Lewis walked back up to the first floor, and out into the night, heading for Betty Seton's apartment. Maybe she was sober enough now to talk this thing over. The hell with security regulations. Just the same, he walked along in the shadow next to the building to avoid any eye-witness of his proposed rendezvous.
Science, he thought, was really another name for freedom. It couldn't function without freedom of thought, freedom of inquiry. You couldn't mix it up with security and cut off communication, because communication is the essence of science. An idea is universal, and how can you go on thinking when you're no longer a part of the world?
Whatever the decision arrived at in Lewis' own heart might otherwise have been, he was never to know. His decision was made for him by an hysterical laugh, the sound of scuffling on boards, and another laugh. He came around the corner of the barracks and saw the Guard manhandling Betty Seton down the steps of her apartment building.
The guard was big, built like a wedge, with a flat bulldog face bunched up under his white helmet. The Guard's brain had been carefully honed down to an efficient, completely unintelligent but precise fighting machine level. He neither knew nor cared why he did anything. But he was handicapped by having Betty Seton in one hand. He was whirling, raising his stungun with the other hand, when Lewis hit him.
Lewis drove in with his weight behind first a solid long blow that broke a rigid wall of muscle in the Guard's belly, turned it to soft clay. Betty fell free and lay laughing on the gravel. Her face was a white smear in the starlight.

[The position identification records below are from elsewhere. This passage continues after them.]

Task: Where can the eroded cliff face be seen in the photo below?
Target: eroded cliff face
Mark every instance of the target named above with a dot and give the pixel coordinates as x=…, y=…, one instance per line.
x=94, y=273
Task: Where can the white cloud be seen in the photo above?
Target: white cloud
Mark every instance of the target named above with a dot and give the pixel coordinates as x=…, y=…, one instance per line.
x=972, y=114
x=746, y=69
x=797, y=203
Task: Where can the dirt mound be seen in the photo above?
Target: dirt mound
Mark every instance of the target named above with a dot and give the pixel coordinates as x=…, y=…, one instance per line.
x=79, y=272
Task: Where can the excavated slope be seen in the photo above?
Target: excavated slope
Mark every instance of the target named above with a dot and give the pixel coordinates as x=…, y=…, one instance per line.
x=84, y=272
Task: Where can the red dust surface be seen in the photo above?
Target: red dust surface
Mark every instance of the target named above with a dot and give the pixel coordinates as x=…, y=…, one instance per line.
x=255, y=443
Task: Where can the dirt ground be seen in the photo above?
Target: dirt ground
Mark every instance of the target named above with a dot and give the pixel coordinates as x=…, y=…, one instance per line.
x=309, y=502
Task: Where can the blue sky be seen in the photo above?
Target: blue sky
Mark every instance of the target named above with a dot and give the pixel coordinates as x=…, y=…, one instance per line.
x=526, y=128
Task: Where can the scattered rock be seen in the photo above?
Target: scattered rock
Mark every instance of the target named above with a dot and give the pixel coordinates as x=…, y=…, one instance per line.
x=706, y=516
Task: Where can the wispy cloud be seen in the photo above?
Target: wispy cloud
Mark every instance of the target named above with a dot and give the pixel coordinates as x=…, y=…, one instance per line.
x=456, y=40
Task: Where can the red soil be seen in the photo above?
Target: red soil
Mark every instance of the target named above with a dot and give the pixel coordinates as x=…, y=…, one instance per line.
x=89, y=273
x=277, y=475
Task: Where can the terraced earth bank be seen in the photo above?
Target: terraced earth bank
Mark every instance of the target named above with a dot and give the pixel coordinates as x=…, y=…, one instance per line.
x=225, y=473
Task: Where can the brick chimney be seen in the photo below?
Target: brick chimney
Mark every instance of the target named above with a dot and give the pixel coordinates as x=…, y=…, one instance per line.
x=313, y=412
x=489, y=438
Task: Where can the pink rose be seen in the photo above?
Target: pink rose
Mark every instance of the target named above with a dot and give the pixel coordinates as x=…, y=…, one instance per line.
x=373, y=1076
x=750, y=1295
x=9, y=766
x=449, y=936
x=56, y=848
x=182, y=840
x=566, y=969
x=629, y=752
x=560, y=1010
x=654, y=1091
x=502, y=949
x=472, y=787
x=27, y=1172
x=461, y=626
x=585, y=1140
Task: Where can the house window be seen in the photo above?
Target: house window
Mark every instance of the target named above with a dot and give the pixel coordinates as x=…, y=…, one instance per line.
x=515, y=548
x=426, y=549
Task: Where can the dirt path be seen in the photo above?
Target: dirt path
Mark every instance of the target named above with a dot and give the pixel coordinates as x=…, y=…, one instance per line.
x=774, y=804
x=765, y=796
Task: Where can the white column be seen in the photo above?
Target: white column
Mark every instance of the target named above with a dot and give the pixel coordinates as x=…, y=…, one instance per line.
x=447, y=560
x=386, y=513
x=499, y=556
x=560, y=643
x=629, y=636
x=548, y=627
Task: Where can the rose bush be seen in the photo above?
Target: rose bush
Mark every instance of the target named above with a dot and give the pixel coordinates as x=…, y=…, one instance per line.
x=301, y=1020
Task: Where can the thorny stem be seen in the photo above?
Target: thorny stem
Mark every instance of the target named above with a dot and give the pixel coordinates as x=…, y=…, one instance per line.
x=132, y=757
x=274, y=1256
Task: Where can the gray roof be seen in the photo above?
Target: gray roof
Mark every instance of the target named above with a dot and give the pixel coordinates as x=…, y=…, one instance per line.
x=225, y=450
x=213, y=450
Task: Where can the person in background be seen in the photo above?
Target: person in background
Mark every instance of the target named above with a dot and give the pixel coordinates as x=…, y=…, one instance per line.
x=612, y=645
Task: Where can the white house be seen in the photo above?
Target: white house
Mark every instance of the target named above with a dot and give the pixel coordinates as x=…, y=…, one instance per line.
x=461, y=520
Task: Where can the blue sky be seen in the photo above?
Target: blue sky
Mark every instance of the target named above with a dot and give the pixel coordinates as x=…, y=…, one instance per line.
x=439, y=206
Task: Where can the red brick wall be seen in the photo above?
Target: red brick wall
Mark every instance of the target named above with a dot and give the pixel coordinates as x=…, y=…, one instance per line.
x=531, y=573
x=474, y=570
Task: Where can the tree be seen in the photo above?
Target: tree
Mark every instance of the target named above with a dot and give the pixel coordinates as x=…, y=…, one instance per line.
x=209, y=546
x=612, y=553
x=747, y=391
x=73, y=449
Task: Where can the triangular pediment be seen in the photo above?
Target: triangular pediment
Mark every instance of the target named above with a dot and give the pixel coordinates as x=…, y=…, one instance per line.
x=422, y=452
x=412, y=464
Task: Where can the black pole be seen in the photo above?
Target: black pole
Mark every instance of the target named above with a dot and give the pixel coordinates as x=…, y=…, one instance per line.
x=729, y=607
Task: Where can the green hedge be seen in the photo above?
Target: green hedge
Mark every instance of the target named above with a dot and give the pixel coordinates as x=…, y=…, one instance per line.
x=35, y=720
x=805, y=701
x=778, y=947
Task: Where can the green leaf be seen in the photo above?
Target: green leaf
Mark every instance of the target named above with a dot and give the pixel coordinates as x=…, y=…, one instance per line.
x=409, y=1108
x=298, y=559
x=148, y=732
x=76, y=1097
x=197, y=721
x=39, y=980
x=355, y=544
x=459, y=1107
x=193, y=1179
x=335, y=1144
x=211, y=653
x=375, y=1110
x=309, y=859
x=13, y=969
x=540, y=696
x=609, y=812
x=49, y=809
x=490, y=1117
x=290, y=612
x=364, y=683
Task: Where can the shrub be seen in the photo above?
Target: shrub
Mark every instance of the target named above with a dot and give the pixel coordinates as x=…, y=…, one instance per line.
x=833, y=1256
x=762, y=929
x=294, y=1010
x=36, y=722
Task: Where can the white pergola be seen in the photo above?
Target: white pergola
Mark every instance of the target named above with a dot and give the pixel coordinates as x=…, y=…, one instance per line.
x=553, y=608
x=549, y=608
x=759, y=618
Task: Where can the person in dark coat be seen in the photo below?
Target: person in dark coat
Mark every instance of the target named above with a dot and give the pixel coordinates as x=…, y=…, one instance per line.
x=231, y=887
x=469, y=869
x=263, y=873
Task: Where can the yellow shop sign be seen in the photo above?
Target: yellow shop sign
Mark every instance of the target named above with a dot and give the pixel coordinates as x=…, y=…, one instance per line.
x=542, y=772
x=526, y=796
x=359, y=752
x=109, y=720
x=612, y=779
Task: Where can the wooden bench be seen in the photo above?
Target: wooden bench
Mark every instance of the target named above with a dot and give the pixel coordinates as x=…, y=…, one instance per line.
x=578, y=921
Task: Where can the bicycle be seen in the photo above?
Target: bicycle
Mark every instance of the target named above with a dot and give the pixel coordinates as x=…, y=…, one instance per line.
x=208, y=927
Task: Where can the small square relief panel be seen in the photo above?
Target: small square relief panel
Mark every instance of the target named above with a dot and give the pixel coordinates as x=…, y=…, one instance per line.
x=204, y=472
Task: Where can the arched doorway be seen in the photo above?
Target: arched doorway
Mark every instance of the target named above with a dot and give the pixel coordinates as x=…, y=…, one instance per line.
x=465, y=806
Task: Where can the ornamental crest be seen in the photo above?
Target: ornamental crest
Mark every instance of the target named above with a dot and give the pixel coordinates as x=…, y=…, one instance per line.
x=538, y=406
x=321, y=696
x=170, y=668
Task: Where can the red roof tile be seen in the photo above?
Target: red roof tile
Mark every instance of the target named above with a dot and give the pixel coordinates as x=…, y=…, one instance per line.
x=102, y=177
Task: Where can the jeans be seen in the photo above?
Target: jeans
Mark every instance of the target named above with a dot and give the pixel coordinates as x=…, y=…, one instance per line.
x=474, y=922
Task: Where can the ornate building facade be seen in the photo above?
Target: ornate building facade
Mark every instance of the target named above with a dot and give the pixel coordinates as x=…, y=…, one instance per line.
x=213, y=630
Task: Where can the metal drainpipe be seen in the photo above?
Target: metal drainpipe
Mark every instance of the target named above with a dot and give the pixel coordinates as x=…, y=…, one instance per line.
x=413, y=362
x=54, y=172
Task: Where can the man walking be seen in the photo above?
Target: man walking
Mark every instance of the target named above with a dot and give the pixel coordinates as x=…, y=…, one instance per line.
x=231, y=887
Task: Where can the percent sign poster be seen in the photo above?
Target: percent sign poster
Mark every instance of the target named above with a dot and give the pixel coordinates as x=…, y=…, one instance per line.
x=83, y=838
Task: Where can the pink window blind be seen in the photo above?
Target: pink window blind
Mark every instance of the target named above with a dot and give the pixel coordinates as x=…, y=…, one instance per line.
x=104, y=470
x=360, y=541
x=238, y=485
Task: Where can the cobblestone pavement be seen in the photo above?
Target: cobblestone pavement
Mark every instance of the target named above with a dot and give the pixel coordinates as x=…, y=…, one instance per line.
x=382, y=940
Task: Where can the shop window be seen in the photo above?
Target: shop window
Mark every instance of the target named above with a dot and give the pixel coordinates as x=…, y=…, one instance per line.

Lewis brought his knee up into the Guard's face as he bent over, sank another one into the soft belly, kicked the Guard in the crotch, stamped on his booted foot, came back and ran forward again, driving his shoulder again into the Guard's belly. The Guard's feet hit the bottom step, he smashed into the boards, and his helmet flew off as his head thudded on the stanchion.
The Guard just shook his shaven head, started to get up heavily, reaching again for his stungun, his face expressionless. Lewis heard footsteps pounding around the corner, slashing on gravel.
More Guards. Dehumanized and insensitive, they were almost as invulnerable as so many robots—
He turned, ran past Betty Seton, stilly lying there with only a thin housecoat around her, not laughing now, but looking suddenly sober and horrified.